Global 200におけるストリーミングおよびダウンロード指標は、1位の「Anti-Hero」が1億4190万および20,700、2位の「Lavender Haze」が8920万および4,600、3位の「Snow On The Beach (feat. ラナ・デル・レイ)」が8430万および4,700、4位の「Maroon」が7840万および4,300、5位の「Midnight Rain」が7850万および3,300となっています。「Anti-Hero」は2022年の週間ストリーミング再生回数において、BLACKPINK「Pink Venom」の2億1210万(9月3日付)、および「Shut Down」の1億5280万(10月1日付)に続く歴代3位を記録しています。

テイラー・スウィフトにとってGlobal 200の首位獲得は「All Too Well (Taylor's Version)」(2021年11月27日付)に続く2曲目。また今回でGlobal 200におけるトップ10入りは13曲となり、ドレイク(19曲)に次いで歴代2位に。バッド・バニーが12曲で続きます。

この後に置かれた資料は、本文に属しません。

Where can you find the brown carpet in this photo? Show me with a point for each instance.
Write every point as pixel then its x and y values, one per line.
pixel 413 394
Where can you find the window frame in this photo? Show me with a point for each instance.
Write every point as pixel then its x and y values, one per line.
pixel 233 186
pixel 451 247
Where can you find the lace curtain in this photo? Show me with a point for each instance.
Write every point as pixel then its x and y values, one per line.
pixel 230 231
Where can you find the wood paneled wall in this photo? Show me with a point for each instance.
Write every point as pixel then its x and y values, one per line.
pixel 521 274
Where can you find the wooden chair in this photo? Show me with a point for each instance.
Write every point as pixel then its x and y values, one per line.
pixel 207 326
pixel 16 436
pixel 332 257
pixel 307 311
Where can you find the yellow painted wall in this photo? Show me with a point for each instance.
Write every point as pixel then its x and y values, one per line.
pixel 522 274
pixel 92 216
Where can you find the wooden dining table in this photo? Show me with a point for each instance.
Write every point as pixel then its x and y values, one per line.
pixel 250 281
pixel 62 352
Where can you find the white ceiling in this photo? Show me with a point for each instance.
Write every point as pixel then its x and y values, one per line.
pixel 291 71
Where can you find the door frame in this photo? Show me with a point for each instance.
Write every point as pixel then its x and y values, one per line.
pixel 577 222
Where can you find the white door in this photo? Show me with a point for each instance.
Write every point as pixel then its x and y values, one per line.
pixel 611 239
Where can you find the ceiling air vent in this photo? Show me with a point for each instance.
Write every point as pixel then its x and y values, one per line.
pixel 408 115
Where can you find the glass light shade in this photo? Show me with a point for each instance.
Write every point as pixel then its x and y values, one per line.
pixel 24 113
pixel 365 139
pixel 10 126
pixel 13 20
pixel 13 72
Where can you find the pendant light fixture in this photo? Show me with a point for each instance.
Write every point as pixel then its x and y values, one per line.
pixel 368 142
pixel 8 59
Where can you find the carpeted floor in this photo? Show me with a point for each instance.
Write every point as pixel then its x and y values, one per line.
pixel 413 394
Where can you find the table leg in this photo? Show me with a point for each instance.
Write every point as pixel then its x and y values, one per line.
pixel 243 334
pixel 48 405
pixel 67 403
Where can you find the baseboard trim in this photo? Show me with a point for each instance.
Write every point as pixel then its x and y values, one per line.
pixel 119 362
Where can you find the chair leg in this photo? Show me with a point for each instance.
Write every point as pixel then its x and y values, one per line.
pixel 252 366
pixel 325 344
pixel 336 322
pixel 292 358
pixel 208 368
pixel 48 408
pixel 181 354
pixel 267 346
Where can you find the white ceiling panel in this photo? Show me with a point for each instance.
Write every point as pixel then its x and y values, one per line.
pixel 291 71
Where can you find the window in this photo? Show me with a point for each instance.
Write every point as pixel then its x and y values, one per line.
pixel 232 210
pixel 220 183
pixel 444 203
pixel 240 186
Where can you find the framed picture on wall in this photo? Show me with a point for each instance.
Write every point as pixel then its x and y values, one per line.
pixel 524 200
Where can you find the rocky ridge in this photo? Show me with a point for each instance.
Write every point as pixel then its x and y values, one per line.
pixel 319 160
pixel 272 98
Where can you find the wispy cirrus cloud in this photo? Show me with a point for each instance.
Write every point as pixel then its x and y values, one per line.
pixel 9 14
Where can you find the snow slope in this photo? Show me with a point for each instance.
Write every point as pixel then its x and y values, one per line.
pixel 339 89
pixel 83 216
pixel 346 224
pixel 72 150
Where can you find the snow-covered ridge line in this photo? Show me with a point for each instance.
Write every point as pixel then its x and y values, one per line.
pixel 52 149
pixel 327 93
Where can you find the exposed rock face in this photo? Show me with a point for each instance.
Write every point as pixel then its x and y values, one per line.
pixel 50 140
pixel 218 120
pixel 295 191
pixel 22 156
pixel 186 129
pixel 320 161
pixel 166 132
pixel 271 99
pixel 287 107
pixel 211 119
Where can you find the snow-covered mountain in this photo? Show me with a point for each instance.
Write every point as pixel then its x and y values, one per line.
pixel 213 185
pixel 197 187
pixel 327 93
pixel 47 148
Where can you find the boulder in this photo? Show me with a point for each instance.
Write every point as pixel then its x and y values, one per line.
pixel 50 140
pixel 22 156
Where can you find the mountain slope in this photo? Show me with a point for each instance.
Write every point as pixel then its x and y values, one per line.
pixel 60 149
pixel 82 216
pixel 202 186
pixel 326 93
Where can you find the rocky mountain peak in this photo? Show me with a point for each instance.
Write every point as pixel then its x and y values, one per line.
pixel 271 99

Global 200から米の分を除いたGlobal Excl. U.S.では「Anti-Hero」がストリーミング8330万、ダウンロード7,000を記録し初登場で首位を獲得。Global Excl. U.S.ではテイラー・スウィフトがトップ10内に8曲を同時に送り込み、バッド・バニーが5月21日付で記録した7曲を上回り過去最高を更新。またテイラーのトップ10ヒットは10曲となり、BTSに並ん歴代2位タイに。こちらもドレイクが最多となる12曲を保持しています。

 

テイラー・スウィフトAnti-Hero」が首位を獲得したことで、Global 200では35週、Global Excl. U.S.では33週続いていた米出身歌手以外の首位交代リレーが途絶える形となりました。